"Much that is out of gear," answered his surly friend.

"I know it, man—I know it; but you seem to avoid me. Why is this?"

"Avoid you—I?—never. You know I always love you. When you come to my house you see how we all welcome you. We owe you a great deal; you have opened our eyes and we are no longer brute beasts. But I am tired of knowing so much and being so poor, and my companions are thinking the same. We do not care to have our heads full and our bellies empty."

"Well, then, what remedy have we? We have all been born too-soon. Others will come after us, finding things better arranged. What can you do to right the present, when there are millions of workers in the world more wretched than yourselves, who have not succeeded in finding a better way out even at the cost of their blood, fighting against authority?"

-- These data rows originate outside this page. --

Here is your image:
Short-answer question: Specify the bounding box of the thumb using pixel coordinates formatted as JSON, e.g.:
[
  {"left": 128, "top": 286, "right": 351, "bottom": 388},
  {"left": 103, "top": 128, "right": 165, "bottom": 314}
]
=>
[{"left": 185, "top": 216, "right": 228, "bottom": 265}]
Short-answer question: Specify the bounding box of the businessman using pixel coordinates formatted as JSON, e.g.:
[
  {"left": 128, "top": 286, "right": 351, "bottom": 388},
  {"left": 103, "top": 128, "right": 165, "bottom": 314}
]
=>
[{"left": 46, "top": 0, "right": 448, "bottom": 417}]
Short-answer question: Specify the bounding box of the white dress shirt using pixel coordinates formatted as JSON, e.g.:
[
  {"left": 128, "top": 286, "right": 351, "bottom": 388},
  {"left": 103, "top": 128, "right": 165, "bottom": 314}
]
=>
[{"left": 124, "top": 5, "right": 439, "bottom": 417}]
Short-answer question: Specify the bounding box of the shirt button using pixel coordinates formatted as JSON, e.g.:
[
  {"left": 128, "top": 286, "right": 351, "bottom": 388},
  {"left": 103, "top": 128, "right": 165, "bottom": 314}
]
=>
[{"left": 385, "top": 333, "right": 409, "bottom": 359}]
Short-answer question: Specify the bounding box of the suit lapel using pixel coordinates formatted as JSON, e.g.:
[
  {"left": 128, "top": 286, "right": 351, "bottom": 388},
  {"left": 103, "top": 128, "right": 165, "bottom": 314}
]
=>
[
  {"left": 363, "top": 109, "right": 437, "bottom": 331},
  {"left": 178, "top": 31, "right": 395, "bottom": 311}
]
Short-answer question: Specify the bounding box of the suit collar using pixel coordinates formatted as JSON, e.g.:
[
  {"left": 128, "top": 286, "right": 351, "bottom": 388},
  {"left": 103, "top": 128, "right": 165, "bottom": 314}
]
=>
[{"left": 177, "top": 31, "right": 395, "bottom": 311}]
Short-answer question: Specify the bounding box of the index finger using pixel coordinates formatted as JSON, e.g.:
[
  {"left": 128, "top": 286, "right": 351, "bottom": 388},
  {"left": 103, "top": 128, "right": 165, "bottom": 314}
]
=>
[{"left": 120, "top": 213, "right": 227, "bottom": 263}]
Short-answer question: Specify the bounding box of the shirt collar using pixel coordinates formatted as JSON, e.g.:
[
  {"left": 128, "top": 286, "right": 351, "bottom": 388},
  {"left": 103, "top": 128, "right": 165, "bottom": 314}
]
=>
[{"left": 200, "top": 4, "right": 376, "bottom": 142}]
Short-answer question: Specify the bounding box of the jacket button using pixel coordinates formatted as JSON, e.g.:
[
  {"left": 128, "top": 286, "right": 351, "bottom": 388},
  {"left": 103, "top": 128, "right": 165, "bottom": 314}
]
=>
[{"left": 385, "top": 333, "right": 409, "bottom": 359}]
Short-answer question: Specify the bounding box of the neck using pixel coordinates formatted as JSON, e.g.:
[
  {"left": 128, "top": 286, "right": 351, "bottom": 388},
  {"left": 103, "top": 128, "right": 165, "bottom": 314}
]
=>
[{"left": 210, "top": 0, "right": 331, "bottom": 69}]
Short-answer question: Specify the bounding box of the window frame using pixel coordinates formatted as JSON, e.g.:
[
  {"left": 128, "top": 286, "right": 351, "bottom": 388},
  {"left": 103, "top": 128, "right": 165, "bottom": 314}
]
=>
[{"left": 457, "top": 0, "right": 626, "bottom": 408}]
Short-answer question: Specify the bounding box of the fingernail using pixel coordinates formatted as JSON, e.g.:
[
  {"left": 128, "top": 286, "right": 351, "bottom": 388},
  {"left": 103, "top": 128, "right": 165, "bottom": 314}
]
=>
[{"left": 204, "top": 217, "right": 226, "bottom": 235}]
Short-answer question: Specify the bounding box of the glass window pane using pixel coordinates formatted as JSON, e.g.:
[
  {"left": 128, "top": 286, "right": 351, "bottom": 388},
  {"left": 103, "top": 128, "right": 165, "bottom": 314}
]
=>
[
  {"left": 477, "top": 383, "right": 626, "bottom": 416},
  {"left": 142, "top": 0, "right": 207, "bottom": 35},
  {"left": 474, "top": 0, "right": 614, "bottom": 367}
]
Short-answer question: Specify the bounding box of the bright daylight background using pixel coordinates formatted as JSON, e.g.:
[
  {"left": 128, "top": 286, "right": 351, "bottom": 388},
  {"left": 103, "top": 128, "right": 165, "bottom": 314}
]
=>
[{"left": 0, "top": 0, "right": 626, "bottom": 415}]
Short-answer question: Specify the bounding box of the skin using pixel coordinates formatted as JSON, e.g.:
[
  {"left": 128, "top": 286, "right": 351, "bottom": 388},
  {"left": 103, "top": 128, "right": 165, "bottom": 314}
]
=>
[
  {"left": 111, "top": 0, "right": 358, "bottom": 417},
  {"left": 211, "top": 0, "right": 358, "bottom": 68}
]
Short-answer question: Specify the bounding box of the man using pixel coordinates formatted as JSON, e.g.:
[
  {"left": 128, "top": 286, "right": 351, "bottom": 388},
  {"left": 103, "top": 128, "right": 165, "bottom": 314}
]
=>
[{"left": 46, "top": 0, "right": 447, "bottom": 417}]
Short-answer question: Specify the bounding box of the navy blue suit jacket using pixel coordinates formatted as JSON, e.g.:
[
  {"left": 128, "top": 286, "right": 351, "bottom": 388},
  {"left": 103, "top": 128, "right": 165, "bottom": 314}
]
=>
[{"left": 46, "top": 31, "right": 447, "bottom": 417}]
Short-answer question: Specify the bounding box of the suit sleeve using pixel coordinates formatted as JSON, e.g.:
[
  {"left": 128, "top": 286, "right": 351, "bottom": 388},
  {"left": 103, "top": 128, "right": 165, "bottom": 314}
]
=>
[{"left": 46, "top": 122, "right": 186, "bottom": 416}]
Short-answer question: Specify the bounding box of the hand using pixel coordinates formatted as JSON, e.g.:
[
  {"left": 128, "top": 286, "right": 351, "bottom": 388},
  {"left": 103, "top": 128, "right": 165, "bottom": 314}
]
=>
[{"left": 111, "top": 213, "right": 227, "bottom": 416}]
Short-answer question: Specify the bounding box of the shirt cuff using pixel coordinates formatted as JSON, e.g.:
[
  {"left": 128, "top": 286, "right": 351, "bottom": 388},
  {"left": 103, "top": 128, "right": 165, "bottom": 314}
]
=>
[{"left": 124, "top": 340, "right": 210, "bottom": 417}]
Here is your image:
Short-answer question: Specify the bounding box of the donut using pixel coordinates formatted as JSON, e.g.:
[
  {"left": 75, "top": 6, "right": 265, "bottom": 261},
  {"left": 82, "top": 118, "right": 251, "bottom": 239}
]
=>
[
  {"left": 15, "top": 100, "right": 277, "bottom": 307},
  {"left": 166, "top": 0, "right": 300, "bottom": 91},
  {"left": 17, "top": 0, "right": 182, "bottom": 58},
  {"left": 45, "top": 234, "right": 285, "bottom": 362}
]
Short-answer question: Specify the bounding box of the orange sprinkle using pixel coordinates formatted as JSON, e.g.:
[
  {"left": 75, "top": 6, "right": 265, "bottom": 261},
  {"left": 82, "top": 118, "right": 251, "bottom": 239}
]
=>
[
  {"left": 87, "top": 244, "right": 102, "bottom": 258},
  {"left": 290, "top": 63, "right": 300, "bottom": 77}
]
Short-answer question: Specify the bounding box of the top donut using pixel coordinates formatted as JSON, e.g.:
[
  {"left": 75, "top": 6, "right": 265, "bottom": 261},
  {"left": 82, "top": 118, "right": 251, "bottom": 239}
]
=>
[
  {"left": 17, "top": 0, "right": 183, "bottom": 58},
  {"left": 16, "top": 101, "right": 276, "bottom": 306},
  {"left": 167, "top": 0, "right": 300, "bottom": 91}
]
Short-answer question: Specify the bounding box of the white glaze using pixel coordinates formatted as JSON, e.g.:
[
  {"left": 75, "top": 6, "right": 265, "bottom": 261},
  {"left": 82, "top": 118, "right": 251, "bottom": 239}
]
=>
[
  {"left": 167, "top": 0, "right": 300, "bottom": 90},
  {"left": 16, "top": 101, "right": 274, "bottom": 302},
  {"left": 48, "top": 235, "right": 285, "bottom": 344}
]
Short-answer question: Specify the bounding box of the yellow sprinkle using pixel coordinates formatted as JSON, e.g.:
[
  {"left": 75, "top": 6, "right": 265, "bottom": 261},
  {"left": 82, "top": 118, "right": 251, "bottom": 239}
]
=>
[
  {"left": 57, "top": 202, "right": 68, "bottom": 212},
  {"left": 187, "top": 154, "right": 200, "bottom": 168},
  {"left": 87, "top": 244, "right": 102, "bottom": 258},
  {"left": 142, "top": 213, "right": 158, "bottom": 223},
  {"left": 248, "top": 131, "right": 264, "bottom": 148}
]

"What shall we do?" grumbled his companion. "That is what we shall see, and you will see also. We are not such fools as you think. You are very clever, Gabriel, and we respect you as our master, for everything you say is true. But it seems to us that when you have to do with things—practical things: you understand me? when one must call bread, bread, and wine, wine: am I explaining myself?—you are, begging your pardon, rather soft, like all those who live much in books. We are ignorant, but we see more clearly."

He walked away from Gabriel, who-was quite unable to understand the true bearing of this aberration among his disciples. Several times when he went up to the tower to spend a few moments with his friends, they would suddenly cease their conversation, looking anxiously at him as though they feared he might have overheard their words.

It was several days since Don Martin had been in the cloister. Gabriel knew through Silver Stick that the chaplain's mother had died, and a week afterwards he saw him one evening in the Claverias. His eyes were bloodshot, his cheeks thin, and his skin drawn as though he had wept much.

"I come to take farewell, Gabriel. I have spent a month of sorrow and sleeplessness nursing my mother. The poor thing is dead; she was far from young, and I expected this ending, but however strong and resigned one may be, these blows must be felt. Now the poor old woman is gone I am free; she was the only tie that bound me to this Church, in which I no longer believe. Its dogma is absurd and puerile, its history a tissue of crimes and violence. Why should I lie like others, feigning a faith I do not feel? To-day I have been to the palace to tell them they may dispose of my seven duros monthly and my chaplaincy of nuns. I am going away. I wish not only to fly the Church, I wish to get out of her atmosphere; and a renegade priest could not live in Toledo. You see this masquerade? I wear it to-day for the last time; to-morrow I shall taste the first joy of my life, tearing this shroud into shreds, such small shreds that no one will be able to use them. I shall be a man. I will go far away, as far as I can. I wish to know what the world is like as I have to live in it. I know no one, I shall have no assistance. You are the most extraordinary man I have ever known, and here you are hidden in this dungeon by your own free will, concealed in a Church which to your views must be empty. I am not afraid of poverty. When one has been God's representative on six reals a day one can look hunger in the face. I will be a workman; I will dig the earth, if necessary. I will get employment on something—but I shall be a free man."

As the two friends walked up and down the cloister Gabriel counselled Don Martin in determining the place to which he should direct his steps, as his thoughts wavered between Paris and the American republics, where emigration was most needed.

As the evening fell, Gabriel took leave of his disciple; his fellow-watchman was waiting for him in the cloister ready for locking-up time.